While the hundreds of state and county workers hustled to hand count millions of ballots, we learned how the entire recount process works – including court involvement, hidden costs, personnel needs, time constraints, and political pressures. We saw gaps in the recount process – areas with higher risks of failure or inaccuracy.
The State Board of Canvassers and county clerks found ways to improve election and post-election processes. It was a very enlightening experience for the state of Michigan.
Everyone was there to audit the Election Day ballot count; but what ended up happening was much bigger. As this was the largest recount in state history, the effort gave state and county officials (as well as the public) a chance to fully review the process for conducting a statewide recount. They will be more prepared for future recounts because of what was learned here. In essence, we participated in an audit of the recount process while auditing the ballot total – a process audit of a process audit.
How often do you perform process audits? Do you have a library of Standard Operating Procedures (SOPs) you can review? What processes do you and your employers routinely perform that are not written down? How can you improve routine tasks?
We spend a lot of time assessing job descriptions and restructuring positions, but we need to focus on the tasks as well.

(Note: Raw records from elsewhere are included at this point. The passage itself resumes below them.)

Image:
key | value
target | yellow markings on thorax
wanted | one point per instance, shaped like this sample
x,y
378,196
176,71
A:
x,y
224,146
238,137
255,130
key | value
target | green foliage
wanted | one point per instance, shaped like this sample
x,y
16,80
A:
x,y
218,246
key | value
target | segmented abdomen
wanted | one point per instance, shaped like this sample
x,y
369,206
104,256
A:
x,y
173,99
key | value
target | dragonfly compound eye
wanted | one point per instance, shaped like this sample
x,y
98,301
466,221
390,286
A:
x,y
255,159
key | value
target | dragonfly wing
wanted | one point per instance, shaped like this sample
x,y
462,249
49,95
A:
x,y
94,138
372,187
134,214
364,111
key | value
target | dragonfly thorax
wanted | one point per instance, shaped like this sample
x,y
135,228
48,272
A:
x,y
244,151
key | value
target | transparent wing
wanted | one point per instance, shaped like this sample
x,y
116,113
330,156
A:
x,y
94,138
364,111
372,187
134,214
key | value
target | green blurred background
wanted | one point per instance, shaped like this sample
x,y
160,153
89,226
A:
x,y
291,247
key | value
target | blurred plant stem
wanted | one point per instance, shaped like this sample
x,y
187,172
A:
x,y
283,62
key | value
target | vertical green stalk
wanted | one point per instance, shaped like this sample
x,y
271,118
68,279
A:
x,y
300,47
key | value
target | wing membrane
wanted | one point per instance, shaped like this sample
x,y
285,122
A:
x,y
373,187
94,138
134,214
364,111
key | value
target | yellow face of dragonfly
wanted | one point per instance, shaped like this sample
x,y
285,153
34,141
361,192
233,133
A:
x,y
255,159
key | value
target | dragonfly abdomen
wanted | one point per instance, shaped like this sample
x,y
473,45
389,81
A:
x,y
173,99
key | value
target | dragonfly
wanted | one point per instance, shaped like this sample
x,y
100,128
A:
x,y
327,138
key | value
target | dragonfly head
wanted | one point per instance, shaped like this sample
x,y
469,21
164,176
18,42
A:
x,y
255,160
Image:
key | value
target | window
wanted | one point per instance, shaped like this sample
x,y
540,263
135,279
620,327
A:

It is vital to periodically take a quality improvement approach to our common work tasks and processes.
Factory line supervisors do this all the time, searching for faster and more effective ways to turn a ratchet or attach a screw. UPS improved delivery times by engineering a specific process for drivers to get out of their trucks. Task audits are fundamental to the success of those organizations, and it is just as important for office-based jobs.
For example, we can audit our basic HR department tasks and processes. How do your recruiters arrange candidate interviews? How do you document the results of an employee discipline decision? Think about even the most fundamental office tasks. How do you answer the phone? Do these processes work the way we want them to? Audit!
Start by writing down the tasks you do as part of your job, and note which tasks have written procedures. What tasks do you think could be made more efficient? Evaluate those processes, and create a written SOP for the tasks without one (bonus effect: your successor will greatly appreciate these). Then move on to the tasks performed by others in your department.
Don’t be afraid to open your basic tasks and processes to scrutiny. Evaluation leads to improvement; developing your organization’s efficiency and effectiveness directly increases its chance for success.